Sono nata a Pesaro, vivo e lavoro a Milano. Sono laureata in Medicina con due specializzazioni in Neurologia e Pediatria e mi sono perfezionata in Neonatologia, Neurologia pediatrica e Bioetica. Attualmente lavoro all’Istituto Neurologico "C. Besta" di Milano, nella Direzione Scientifica, e da anni mi occupo dei temi della disabilità. Faccio parte del Comitato di Direzione del Centro di Ateneo di Bioetica dell'Università Cattolica. Ho due insegnamenti in Neurologia, Salute pubblica e Disabilità in una Laurea Specialistica dell’Università Cattolica di Milano.
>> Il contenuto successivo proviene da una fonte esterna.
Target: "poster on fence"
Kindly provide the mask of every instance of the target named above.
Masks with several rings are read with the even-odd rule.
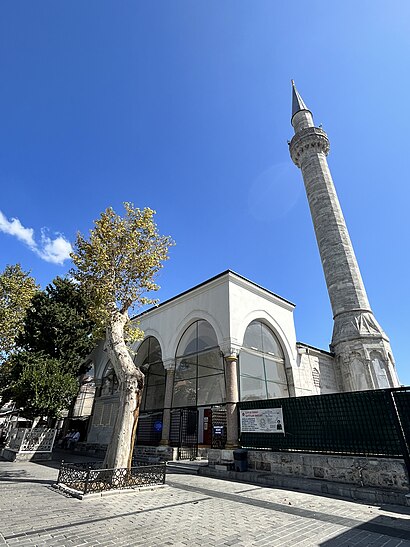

Coordino diversi progetti europei, tra cui il progetto Mhadie (Measuring Health and Disability in Europe) e sono membro della Commissione Ministeriale Salute e Disabilità. Recentemente ho contribuito ad elaborare e a portare ad approvazione la versione dedicata ai bambini della Classificazione Internazionale del Funzionamento, della Disabilità e della salute (ICF) promossa dall’Organizzazione Mondiale per la Sanità.
La rivoluzione dell’ICF
"Una società giusta, non deve ignorare i bisogni di cura: deve elargire le cure necessarie a chi ha bisogno e considerare adeguatamente l’onere che grava sulle persone che provvedono a dispensarla. Ogni teoria della giustizia che intende farsi carico del problema della disuguaglianza ha bisogno di considerare in modo adeguato tutte le condizione di bisogno, di dipendenza e di cura che caratterizzano la vita umana, e in particolare, in molti Paesi, delle donne, delle bambine. Se è vero che spesso i bambini con disabilità sono sottoposti a discriminazione, in una società giusta sarà necessario progettare un maggior numero di facilitatori."